AARP Eye Center
Whoa!
While waiting for the bus yesterday, I saw an elderly African-American man performing some strange ritual on the corner across the street. Entranced, all dressed in white, he bent over and intently and repeatedly swished a branch over a wide swath of the sidewalk. When he was done, he spent some time locating other items to enact the same ritual: scraps of paper, a cup, a piece of cloth, and part of a bicycle tire. What was his purpose? Some sort of purification, an exorcism, a blessing, a curse, a sacred stay against confusion? Or perhaps nothing more than a demented theatrical display?

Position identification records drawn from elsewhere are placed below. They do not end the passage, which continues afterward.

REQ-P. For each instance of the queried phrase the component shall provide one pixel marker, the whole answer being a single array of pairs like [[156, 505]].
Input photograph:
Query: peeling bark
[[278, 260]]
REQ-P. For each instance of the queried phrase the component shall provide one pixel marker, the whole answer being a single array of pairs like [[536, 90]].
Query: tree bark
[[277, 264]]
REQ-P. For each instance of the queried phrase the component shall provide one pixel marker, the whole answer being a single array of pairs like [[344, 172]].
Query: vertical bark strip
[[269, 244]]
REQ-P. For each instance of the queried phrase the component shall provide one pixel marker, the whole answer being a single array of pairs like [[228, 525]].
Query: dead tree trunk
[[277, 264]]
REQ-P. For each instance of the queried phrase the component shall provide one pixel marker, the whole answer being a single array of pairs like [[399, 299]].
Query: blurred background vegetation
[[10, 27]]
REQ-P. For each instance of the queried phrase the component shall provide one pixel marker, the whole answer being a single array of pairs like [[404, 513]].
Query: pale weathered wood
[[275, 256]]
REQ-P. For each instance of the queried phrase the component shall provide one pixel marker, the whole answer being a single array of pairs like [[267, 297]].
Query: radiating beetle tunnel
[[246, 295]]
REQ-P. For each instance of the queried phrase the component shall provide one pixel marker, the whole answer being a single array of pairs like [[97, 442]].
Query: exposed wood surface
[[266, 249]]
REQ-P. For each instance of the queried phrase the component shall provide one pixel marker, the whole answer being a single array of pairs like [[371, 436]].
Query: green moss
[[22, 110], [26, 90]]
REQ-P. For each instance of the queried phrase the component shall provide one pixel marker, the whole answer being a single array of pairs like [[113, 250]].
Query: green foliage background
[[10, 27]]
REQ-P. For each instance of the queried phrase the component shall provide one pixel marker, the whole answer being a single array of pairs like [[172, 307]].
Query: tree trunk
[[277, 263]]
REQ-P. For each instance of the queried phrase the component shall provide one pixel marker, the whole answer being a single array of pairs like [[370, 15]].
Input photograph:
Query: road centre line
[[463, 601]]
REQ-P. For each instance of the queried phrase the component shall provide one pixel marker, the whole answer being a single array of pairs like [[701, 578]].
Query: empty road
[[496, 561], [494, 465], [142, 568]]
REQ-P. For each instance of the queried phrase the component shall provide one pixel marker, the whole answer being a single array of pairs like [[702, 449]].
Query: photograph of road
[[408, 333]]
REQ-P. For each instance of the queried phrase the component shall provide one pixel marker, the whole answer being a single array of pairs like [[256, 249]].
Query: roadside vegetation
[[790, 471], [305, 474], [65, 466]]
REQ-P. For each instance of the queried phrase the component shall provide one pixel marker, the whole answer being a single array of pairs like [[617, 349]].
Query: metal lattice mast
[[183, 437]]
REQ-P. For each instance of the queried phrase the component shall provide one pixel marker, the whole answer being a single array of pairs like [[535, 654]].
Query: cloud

I could only speculate. But there was no doubt that this man (or shaman) was ardently devoted to his task, whatever its meaning.
A few people walking past him did a double take. One of them sneered; another one gaped; but the man, oblivious to their reactions, continued his all-consuming ritual. When I got on the bus, I noticed that the man had moved into a park filled with homeless guys who befriended him. Ah, humanity!
Humanity at its best at the end...
But have to ask, why is the gentleman's assumed ethnicity important (also consider he could be Jamaican or Ethiopian, or any Asian nationality)?
This is why I'm losing my care for other humans, because someone always needs to include ethnicity. Will this never stop?
Sad to me...
#StaySafe
You are right. Unless the man's ethnicity (whatever it actually was) factored into his ritual (knowledge that I obviously didn't have), I should have omitted what I perceived to be his race. Your comments are always instructive. Keep me honest--my wife has been doing so for 52 years.